A: Unlike other organizations in respiratory, sleep, and critical care medicine, the ATS is empowered by the combination of our influential members, patients, and dedicated staff in Washington, D.C., to effect change in federal policy and resource allocation to further our mission of improving lung health worldwide. Shining examples include the annual Hill Day and World TB Day in late March as well as our testimony before Congressional committees. This year, we spoke with members of Congress on research funding, tobacco control, and a permanent fix to the Medicare sustainable growth rate formula—all issues of great importance not only to our members, but to public health in general. Members can find weekly news of our efforts in the Washington Letter as well as in the monthly ATS News.

Q: How has the availability of fewer resources influenced the way medical societies interact with one another?
A: This has created much more cooperative behavior between the ATS and similar associations simply because there are too few resources in the system to work independently as we once did. The ATS along with the American Association of Critical-Care Nurses, the American College of Chest Physicians, and the Society of Critical Care Medicine have formed the Critical Care Societies Collaborative. Rather than duplicate our efforts, the CCSC creates a unified and powerful voice that has a bigger impact on care and common issues nationwide.
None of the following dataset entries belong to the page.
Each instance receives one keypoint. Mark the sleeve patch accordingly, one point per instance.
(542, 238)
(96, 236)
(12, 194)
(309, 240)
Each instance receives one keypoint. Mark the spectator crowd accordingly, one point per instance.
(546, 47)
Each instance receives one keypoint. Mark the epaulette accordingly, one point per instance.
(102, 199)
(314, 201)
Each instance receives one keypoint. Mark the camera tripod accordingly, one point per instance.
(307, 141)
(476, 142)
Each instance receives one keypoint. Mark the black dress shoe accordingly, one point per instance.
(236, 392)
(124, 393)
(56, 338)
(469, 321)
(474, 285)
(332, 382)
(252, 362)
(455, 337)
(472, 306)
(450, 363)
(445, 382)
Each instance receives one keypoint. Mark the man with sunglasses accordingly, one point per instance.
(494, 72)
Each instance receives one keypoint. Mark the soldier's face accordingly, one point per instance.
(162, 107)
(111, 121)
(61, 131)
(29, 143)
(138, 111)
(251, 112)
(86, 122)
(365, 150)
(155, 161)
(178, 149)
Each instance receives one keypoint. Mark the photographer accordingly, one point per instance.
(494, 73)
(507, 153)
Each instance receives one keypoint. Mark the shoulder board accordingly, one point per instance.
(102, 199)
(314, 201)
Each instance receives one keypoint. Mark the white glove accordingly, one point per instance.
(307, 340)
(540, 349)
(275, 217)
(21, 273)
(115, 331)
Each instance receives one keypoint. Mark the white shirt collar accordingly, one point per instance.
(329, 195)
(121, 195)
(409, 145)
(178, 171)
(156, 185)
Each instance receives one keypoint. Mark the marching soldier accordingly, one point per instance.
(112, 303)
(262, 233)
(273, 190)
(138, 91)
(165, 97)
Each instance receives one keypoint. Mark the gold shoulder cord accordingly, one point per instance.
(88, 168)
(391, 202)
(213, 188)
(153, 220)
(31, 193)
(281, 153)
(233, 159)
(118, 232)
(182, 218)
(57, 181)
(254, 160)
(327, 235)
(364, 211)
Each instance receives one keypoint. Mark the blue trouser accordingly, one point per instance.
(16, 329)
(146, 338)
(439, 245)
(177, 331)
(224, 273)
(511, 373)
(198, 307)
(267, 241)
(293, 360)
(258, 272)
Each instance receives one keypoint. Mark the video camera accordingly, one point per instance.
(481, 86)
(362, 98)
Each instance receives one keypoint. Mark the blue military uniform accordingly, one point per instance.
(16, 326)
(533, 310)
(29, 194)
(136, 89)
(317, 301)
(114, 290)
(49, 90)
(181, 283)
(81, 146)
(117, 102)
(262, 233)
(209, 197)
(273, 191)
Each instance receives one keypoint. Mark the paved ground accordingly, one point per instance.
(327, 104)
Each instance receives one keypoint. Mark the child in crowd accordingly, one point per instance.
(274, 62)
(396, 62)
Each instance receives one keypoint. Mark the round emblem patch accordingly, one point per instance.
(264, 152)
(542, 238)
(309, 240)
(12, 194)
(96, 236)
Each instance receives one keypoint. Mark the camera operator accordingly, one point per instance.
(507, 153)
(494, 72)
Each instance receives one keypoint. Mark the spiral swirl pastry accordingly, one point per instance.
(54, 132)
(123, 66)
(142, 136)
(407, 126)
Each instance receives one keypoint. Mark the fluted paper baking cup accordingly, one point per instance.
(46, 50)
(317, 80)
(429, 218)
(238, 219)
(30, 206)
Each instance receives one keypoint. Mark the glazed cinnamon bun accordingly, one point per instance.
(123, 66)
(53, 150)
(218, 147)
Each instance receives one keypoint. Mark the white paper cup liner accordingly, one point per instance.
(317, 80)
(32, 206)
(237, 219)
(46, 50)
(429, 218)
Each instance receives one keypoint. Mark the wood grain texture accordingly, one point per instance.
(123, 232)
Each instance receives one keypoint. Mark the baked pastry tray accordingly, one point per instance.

On the international level, the ATS is a member of the Forum of International Respiratory Societies with the Asociacion Latinoamericana del Thorax, ACCP, Asia Pacific Society of Respirology, European Respiratory Society, International Union Against Tuberculosis and Lung Disease, and Pan African Thoracic Society. Health problems and clinical practices vary around the world, but the common thread is advancing our knowledge and identifying the common elements that cut across systems of care.